Finally, since Hearst, two of our sister circuits considering this same question have agreed with our interpretation of Title VII and the conclusion we draw today about the EEOC’s authority. The Ninth Circuit in EEOC v. Federal Express Corp., 558 F.3d 842, 854 (9th Cir. 2009), and the Seventh Circuit in EEOC v. Union Pacific Railroad Co., 867 F.3d 843, 850–51 (7th Cir. 2017), have held, without dissent, that the EEOC retains its full authority to investigate after it issues a right-to-sue letter to the charging party and the charging party files a civil lawsuit based on the same underlying claim.
For these reasons, we hold that the EEOC retains its authority to investigate, including by issuing and enforcing administrative subpoenas, after it issues a right-to-sue letter and the charging party has filed a civil lawsuit.
III The EEOC’s subpoenas to each of the clubs directed them to provide the name, age, sex, race, position, dates of employment, address, phone number, and email address for all employees at each club from January 2019 through November 2023. See App’x 31–36. As they do on appeal, the Respondents argued before the District Court in opposition to the EEOC’s petition to enforce its subpoenas that the subpoenas were both overbroad and unduly burdensome.
The District Court rejected both arguments and ordered the Respondents to respond. We affirm.
A The District Court’s decision involved two fact-specific inquiries. First, as the Supreme Court has explained, “[t]he decision whether evidence sought is relevant requires the district court to evaluate the relationship between the particular materials sought and the particular matter under investigation.”

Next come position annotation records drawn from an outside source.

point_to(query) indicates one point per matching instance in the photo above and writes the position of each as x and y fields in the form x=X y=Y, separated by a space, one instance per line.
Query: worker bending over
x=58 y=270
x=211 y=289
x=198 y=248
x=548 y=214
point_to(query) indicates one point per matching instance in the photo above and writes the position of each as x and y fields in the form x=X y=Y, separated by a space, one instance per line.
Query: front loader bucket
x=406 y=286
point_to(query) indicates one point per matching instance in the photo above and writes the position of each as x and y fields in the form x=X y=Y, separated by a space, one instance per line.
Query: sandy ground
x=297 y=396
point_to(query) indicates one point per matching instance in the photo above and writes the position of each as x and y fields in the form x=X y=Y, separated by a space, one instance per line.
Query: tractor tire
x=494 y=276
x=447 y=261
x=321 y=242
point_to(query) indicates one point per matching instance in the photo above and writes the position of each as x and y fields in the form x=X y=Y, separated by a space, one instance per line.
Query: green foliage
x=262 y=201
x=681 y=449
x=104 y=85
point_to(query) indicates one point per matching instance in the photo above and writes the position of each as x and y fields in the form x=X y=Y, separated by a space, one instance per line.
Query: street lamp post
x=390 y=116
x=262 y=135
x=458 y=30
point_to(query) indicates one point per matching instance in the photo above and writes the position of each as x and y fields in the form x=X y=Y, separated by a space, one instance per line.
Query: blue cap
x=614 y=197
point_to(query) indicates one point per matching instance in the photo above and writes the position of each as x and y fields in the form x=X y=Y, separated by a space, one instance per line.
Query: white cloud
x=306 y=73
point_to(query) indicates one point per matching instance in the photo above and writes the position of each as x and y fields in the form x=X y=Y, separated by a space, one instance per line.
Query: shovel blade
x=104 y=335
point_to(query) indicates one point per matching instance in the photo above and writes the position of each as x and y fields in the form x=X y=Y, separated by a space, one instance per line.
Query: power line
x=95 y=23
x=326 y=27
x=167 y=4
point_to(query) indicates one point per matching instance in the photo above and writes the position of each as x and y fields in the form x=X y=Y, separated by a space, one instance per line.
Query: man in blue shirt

McLane, 581 U.S. at 81. Second, “the decision whether a subpoena is overly burdensome turns on the nature of the materials sought and the difficulty the employer will face in producing them.” Id. Because each of these inquiries is “better suited to resolution by the district court than the court of appeals,” we will review a district court’s decision to enforce or quash an EEOC subpoena for abuse of discretion. Id. at 81–82.
B As for the Respondents’ claim that the subpoenas each request irrelevant information, Title VII broadly authorizes the EEOC to demand “any evidence of any person being investigated or proceeded against that relates to unlawful employment practices . . . and is relevant to the charge under investigation.” 42
U.S.C. § 2000e–8(a). In Shell Oil, the Supreme Court concluded that this statutory authorization gives the EEOC “access to virtually any material that might cast light on the allegations against the employer.” 466 U.S. at 68–69; see McLane, 581 U.S. at 76. Because judicial review of early phases of an administrative inquiry can result in undue delay and interfere with the agency’s proper functioning, see Shell Oil, 466 U.S. at 81 n.38, the district court’s “role in a proceeding to enforce an administrative subpoena is extremely limited,” NLRB v. Am. Med. Response, Inc., 438 F.3d 188, 192 (2d Cir. 2006) (quotation marks omitted).
Here, the EEOC demanded “pedigree information” for all employees at both clubs covering a nearly four-year period, from January 2019 to November 2023. The Respondents contend that the race and other demographic information requested by the subpoenas is irrelevant to Thomas’s class charge of sex-based discrimination. And recognizing that Thomas was employed at the clubs for a more limited period from September 2019 to July 2021, the Respondents also insist that the EEOC’s subpoenas should be limited to the same period.
The Respondents misunderstand the relationship between an individual charge and the EEOC’s subpoena authority. An employee’s charge need only
provide “fair notice” of the allegations to the employer. Shell Oil, 466 U.S. at 74.
It is “not the equivalent of a complaint initiating a lawsuit.” Id. at 68. Nor, as most relevant here, does the charge serve as “a substantive constraint on the [EEOC’s] investigative authority.” Id. at 75.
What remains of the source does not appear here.